Their plan is careful to distinguish between climate jobs (which reduce greenhouse gases) and green jobs (which can mean almost anything). More specifically it calls for the creation of a million, new public sector jobs and a National Climate Service to employ them, highlights the kind of work that should be done, and presents a plan for financing it that does not rely on increasing the federal deficit.
In the words of the alliance:
We mean a million new jobs, not ones people are already doing. We don’t want to add up existing and new jobs and say that now we have a million climate jobs. We don’t mean jobs with a climate label, or a climate aspect. We don’t want old jobs with new names, or ones with ‘sustainable’ inserted into the job title. And we don’t mean ‘carbon finance’ jobs.
We mean new jobs now. We want the government to start employing 83,300 workers a month in climate jobs. Then, within twelve months, we will have created a million jobs.
We mean government jobs. This is a new idea. Up to now government policy under both Labour and Conservatives has been to use subsidies and tax breaks to encourage private industry to invest in renewable energy. The traditional approach is to encourage the market. That’s much too slow and inefficient. We want something more like the way the government used to run the National Health Service. In effect, the government sets up a National Climate Service (NCS) and employs staff to do the work that needs to be done. Government policy has also been to give people grants and loans to insulate and refit their houses. Instead, we want to send teams of construction workers to renovate everyone’s home, street by street. And we want the government to construct wind farms, build railways, and put buses on the streets.

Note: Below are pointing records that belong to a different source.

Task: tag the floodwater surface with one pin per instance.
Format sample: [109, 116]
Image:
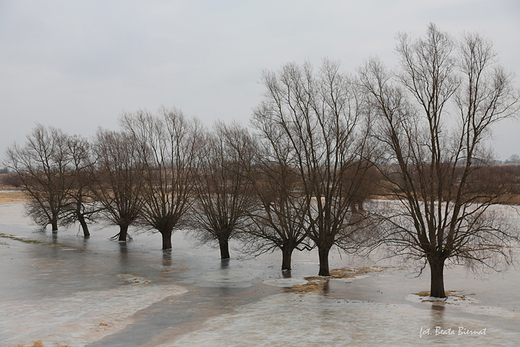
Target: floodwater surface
[68, 291]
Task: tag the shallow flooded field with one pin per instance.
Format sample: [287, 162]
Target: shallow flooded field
[67, 291]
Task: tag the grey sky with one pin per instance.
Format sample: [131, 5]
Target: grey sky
[76, 65]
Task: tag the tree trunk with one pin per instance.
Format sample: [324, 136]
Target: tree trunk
[286, 258]
[323, 253]
[54, 224]
[84, 226]
[167, 239]
[224, 248]
[437, 277]
[123, 232]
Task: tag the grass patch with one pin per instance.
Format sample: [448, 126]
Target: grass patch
[316, 284]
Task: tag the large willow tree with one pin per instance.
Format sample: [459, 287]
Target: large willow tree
[433, 116]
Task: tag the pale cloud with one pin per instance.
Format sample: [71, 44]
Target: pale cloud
[77, 65]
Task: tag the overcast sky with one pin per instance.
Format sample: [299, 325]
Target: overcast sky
[76, 65]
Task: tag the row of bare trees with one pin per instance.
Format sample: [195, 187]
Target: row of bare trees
[319, 144]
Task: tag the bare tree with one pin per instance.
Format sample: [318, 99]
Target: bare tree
[224, 197]
[117, 181]
[433, 118]
[44, 166]
[280, 221]
[167, 145]
[322, 117]
[79, 206]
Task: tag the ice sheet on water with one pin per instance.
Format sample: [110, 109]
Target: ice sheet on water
[285, 282]
[81, 318]
[315, 320]
[466, 303]
[230, 277]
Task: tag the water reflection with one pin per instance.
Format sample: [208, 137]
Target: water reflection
[224, 264]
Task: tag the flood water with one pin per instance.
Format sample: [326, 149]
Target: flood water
[64, 290]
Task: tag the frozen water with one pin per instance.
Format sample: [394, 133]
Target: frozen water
[65, 290]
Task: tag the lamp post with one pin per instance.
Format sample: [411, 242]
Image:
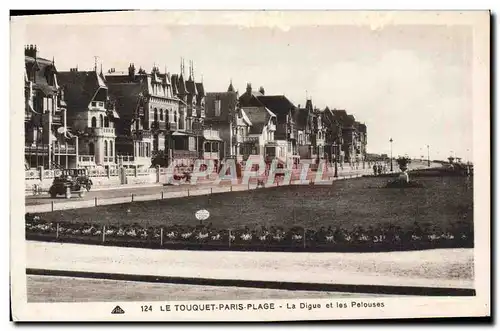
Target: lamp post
[335, 148]
[428, 157]
[390, 140]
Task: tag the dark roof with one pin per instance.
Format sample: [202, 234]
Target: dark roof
[127, 97]
[181, 85]
[200, 89]
[80, 87]
[43, 68]
[259, 116]
[229, 100]
[278, 104]
[191, 87]
[302, 118]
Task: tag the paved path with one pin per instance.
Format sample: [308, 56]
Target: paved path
[441, 268]
[44, 203]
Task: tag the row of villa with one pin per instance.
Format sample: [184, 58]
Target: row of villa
[78, 119]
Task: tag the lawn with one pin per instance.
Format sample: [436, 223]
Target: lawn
[442, 203]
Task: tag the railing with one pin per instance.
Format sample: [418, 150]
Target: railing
[184, 154]
[159, 126]
[57, 119]
[32, 174]
[86, 160]
[101, 131]
[211, 134]
[211, 155]
[172, 126]
[64, 149]
[40, 149]
[141, 134]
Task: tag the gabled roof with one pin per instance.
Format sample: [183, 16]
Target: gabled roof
[80, 87]
[127, 97]
[229, 101]
[191, 87]
[259, 116]
[200, 89]
[43, 68]
[302, 118]
[278, 104]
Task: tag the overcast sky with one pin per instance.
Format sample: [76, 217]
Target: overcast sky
[411, 83]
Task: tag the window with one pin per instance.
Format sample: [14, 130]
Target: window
[217, 107]
[191, 144]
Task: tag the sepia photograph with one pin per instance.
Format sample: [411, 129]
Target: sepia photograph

Direct government employment means secure, flexible, permanent jobs. Workers with new climate jobs won’t always keep doing the same thing, but they will be retrained as new kinds of work are needed.
I strongly recommend reading their plan.
Life is getting harder in the UK. My father works as a technician at a state school and recently had his job ‘reclassified’ so that the government can now pay him less for what he’s been doing for the last 6 years despite having a very low wage already. Luckily the school is being changed into an academy and they have agreed a two year pay freeze rather than a pay cut. This is still rubbish though as everything is going up.